The study found that people rarely choose to approach social services, and those that do often do not have positive experiences. The findings of this study are of great importance for councils addressing their responsibilities for adult social care and ensuring that everyone has access to information and advice.
A parallel quantitative study was commissioned from the Institute of Public Care at Oxford Brookes University, and the two reports are published in this joint volume.

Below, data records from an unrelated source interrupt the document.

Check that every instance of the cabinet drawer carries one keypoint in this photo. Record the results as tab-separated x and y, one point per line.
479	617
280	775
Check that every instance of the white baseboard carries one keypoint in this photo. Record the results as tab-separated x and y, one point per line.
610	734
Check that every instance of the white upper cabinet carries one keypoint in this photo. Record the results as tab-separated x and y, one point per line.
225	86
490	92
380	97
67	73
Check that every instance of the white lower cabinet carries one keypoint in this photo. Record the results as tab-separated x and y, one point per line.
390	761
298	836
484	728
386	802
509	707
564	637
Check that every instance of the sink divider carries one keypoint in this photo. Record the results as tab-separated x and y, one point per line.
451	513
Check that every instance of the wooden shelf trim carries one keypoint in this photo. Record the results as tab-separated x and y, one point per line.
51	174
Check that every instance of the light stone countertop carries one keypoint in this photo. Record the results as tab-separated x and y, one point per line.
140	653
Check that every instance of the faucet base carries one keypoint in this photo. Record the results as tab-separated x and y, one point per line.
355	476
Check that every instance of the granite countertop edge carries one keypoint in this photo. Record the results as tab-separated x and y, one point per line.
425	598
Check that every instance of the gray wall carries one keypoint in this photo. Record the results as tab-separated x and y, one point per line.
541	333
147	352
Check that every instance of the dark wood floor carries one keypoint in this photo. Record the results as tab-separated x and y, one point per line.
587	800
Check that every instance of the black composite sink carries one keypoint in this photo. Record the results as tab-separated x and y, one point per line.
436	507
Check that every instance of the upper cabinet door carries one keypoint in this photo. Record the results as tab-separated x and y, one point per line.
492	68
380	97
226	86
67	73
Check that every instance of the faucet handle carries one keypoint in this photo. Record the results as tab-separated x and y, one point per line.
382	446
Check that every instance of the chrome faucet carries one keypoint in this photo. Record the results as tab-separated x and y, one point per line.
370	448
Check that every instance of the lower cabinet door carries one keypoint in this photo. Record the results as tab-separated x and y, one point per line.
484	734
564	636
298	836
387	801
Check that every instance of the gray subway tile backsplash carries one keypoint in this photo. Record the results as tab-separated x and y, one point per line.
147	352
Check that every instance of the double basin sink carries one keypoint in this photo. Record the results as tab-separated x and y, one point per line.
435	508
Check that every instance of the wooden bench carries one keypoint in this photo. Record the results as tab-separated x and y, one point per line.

Commission for Social Care Inspection 01 January 2009
The Commission for Social Care Inspection commissioned a number of pieces of work from Melanie Henwood and Bob Hudson in 2008 and 2009. The special studies formed part of the annual report of CSCI on the state of social care in England.
The Commission for Social Care Inspection (CSCI) - the former regulator for social care - produced an annual report on the state of social care in England. Melanie Henwood and Bob Hudson were commissioned to undertake special studies for the report in 2008 and 2009.

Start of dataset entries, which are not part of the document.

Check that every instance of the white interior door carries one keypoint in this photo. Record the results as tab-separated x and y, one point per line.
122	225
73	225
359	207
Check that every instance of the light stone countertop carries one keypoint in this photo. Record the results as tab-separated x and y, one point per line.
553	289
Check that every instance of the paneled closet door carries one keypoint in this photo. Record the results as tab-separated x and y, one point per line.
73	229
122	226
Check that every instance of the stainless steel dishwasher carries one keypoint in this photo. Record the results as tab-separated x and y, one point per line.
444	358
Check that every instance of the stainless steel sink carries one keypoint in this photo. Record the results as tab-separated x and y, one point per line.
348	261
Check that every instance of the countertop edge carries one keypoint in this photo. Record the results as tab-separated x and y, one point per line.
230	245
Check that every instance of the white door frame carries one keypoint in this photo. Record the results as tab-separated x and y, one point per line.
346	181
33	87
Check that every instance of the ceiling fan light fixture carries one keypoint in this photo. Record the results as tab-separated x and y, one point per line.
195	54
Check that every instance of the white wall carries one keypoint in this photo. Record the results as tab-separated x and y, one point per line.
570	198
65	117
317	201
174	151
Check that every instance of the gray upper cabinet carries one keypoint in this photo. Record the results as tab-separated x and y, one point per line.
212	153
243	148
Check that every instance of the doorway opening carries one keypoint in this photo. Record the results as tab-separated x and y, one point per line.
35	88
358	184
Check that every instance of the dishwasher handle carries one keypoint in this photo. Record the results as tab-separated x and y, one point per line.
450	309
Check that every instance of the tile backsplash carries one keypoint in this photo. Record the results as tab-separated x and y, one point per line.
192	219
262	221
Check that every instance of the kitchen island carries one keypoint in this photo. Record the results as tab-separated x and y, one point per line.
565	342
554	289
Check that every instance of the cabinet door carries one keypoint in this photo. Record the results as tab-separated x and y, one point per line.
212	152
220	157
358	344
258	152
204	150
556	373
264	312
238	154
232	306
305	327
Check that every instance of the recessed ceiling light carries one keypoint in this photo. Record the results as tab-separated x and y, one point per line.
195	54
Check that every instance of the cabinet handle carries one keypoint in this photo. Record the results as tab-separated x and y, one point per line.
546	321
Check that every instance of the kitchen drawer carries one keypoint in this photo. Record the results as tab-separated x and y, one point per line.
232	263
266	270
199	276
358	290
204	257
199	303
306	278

Lost to the System explored the impact of Fair Access to Care policies and what happens to adults with social care needs who fail to gain access to council social services. This report formed the basis for a chapter in Part 2 of the annual CSCI report on The State of Social Care in England 2006-07.
Following the report's publication the then Care Services Minister (then Ivan Lewis MP) asked CSCI to undertake a review of eligibility criteria to look at definitions of need and their application at local level. The report, Cutting the Cake Fairly was published in October 2008. A number of supporting documents and evidence were also published and two of these were co-authored by Melanie and Bob.
Keeping it Personal was again co-authored with Bob Hudson for the Commission for Social Care Inspection. The study examined the effectiveness of the response of councils and other agencies to people with 'complex needs'. This report formed the basis for a chapter in Part 2 of the annual CSCI report on The State of Social Care in England 2007-08. This was the final annual report to be published by CSCI, and since April 2009 the work of CSCI has been taken over by the Care Quality Commission.
The Independent Living Fund 01 March 2007
The Independent Living Fund was established as a transitional measure in 1988 and expected to close within five years. It remained in existence and provided a parallel system of funding for adult social care. The review of the ILF considered whether the ILF should continue in this form and if not what should replace it.
In 2006 Melanie Henwood and Bob Hudson were commissioned by the Department for Work and Pensions (DWP) to carry out a strategic review of the Independent Living Funds. The report was submitted to Ministers in January 2007 and published in March 2007.
The then Parliamentary Under-Secretary of State for Work and Pensions (Anne McGuire) issued a written statement in which she said:
"I welcome the thorough review of the Independent Living Funds that has been conducted by Melanie Henwood and Bob Hudson. Their report comes at an important point in the evolution of social care and it is critical that the Funds' customers do not lose the valuable support that the Funds currently provide.
The report's authors have recommended that through to 2009/10 the Funds should remain in their present form while making considerable improvements. In the longer term however, they recommend that there should be a smooth transition towards full integration within a system of personalised budgets because it is anomalous to retain a separate Public Body operating in parallel to the mainstream of independent living.
The government will consider these recommendations and their implications for severely disabled people for the social care system across the UK."
In 2012 the Government confirmed that the ILF will close in 2015; the response to consultation was published in December 2012.